For ordinary citizens, the practical effect of this resolution is about protecting your daily rights and making sure promises from Brussels are real.

Your right / situation What could improve for you
Clean air, water, nature Faster enforcement of environmental laws means your government can’t ignore pollution rules.
Safe products & fair prices The Commission must watch for unfair practices that hit small businesses and creators.
Non‑discrimination Stronger action against hate speech online (Digital Services Act) and racism (EU law).
Child safety The Commission must follow up on petitions about online abuse and poor child protection services.
Media freedom The new Media Freedom Act must be properly enforced so news stays independent.
Minimum wage The minimum wage directive must be fully adopted in your country – the Commission will check.
EU funds for recovery If your government misses milestones for pandemic recovery funds (RRF), the Commission should step in.

If a member state ignores EU law (e.g. doesn’t protect your data, lets your local river become polluted, or denies you access to a service), the Parliament wants the Commission to:

  1. Investigate your complaint (even if just one person complains).
  2. Start formal infringement proceedings faster, not just talk for years.
  3. Publish clear information about why a case is open or closed, so you can follow what’s happening.

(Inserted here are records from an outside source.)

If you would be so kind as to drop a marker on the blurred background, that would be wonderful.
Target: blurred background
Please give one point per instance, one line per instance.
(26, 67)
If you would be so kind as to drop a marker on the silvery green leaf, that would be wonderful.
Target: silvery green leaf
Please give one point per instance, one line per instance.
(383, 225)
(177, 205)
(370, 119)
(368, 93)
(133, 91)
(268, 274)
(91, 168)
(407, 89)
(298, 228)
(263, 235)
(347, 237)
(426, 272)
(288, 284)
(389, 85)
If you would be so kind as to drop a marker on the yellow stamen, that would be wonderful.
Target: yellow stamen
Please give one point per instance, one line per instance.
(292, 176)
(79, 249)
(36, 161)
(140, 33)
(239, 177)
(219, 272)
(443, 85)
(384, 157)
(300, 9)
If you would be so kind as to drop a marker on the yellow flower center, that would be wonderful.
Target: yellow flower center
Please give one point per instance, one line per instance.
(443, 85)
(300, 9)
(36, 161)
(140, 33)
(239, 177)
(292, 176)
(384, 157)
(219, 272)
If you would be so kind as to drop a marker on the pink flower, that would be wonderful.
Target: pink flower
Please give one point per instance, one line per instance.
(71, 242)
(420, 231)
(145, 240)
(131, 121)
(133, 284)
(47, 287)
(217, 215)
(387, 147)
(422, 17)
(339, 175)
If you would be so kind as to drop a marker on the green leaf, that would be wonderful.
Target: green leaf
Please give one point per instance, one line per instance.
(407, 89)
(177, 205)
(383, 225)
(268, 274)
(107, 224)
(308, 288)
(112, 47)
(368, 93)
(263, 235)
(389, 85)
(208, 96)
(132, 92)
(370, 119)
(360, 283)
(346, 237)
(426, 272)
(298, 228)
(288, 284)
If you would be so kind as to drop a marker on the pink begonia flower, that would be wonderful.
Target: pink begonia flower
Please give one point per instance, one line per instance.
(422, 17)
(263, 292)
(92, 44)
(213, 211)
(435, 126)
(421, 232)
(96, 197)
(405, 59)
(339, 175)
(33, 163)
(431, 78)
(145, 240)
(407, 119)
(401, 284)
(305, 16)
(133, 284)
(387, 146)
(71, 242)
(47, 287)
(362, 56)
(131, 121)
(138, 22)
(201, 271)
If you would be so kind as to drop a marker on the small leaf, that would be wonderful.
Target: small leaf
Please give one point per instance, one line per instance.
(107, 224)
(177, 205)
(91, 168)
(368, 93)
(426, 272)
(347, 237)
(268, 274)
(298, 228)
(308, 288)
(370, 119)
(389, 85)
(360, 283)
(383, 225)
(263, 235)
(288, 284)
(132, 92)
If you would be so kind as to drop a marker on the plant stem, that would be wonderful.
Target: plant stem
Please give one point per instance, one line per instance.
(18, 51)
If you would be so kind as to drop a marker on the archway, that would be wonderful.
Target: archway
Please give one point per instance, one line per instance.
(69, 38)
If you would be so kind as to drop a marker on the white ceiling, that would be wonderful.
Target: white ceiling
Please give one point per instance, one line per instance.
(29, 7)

For people in countries with federal systems (like Germany, Belgium, Austria), the resolution acknowledges that regional governments (e.g. Länder, regions) often delay or mess up implementation. The Commission should provide more training and digital tools to help them.

For people outside the EU (e.g. businesses trading with the EU, or citizens in candidate countries), the resolution notes that delays and unclear application dates hurt the EU’s credibility as a trading partner. If you rely on EU rules (e.g. for product standards), unclear timelines mean uncertainty and extra costs.

Licensing: This article is available under Creative Commons Attribution 4.0 (CC BY 4.0).